In May 2023, the Wall Street Journal claimed it had access to a host of emails and schedules and cited the example of a single day — 8 September 2014 — to show that Epstein planned to meet four billionaires: Gates, Zuckerman, Pritzker and financier Leon Black on that day.

How had Epstein gained access to this rarefied world of globally known names and faces? The short answer would appear to be: by catering to famous men who ‘liked them young’, while those not interested in sex with minors had Epstein’s private planes, homes, and islands at their disposal.

After his initial arrest in 2005, dozens of other underage girls described similar sexual abuse, but prosecutors ultimately agreed to let Epstein plead guilty in 2008 to a charge involving a single victim, following which he served 13 months in a jail work-release programme. That it took until 2019 for the full extent of his crimes to come to light ought to provide some idea of his clout, and the strength of his network.

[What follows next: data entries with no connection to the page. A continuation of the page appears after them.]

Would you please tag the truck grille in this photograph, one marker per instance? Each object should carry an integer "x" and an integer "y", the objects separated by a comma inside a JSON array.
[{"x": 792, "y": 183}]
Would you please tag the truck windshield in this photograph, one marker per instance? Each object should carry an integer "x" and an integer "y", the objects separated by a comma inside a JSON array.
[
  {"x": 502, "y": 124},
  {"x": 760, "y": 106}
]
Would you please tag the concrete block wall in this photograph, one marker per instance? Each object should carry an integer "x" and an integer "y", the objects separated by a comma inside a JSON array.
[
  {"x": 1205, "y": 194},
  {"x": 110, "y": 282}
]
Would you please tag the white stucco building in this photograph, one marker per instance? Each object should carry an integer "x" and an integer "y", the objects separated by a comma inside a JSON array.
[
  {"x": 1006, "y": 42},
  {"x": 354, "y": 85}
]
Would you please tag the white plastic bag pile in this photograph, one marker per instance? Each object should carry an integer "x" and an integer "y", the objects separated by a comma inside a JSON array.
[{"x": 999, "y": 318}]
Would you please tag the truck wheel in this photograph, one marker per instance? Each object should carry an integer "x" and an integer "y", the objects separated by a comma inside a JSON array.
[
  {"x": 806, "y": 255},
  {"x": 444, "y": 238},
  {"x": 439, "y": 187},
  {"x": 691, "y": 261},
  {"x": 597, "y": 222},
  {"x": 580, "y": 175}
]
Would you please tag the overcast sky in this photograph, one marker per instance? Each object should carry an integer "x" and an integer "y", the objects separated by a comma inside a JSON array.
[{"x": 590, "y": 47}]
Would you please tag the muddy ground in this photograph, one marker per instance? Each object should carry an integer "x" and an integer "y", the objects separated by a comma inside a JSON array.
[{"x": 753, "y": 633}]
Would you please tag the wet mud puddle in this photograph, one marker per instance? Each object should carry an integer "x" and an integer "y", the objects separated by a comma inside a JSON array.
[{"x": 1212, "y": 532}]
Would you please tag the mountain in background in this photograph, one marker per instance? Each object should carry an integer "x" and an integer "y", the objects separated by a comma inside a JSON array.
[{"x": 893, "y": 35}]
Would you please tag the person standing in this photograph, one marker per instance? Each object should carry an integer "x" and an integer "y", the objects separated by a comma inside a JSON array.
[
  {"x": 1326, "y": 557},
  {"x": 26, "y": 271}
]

Part of that network, including former US presidents Clinton and Donald Trump, began to move away from him following his 2005 arrest, but many others did not, and Epstein was allowed to operate unfettered for another decade, even assuming the mantle of a philanthropist.

The documents unsealed on Wednesday are part of a lawsuit filed against Maxwell in 2015 by Giuffre, one of the dozens of women who sued Epstein saying he had abused them at his homes in Florida, New York, the US Virgin Islands and New Mexico.

At 17, Guiffre claimed she was “lured away” from a job as a spa attendant at Trump’s Mar-a-Lago club to become a “masseuse” for Epstein, a job that involved performing sexual acts, as per the Guardian report.

She also claimed she was forced to have sex with men associated with Epstein, most notoriously with Prince Andrew. All the men denied the charges, and Giuffre later withdrew her accusation against Epstein’s former attorney Alan Dershowitz, saying she “may have made a mistake”.

Yet another man accused by Giuffre was Jean-Luc Brunel, a French modelling agent close to Epstein, who was awaiting trial on charges of raping underage girls when he too died by suicide in a Paris jail in 2022.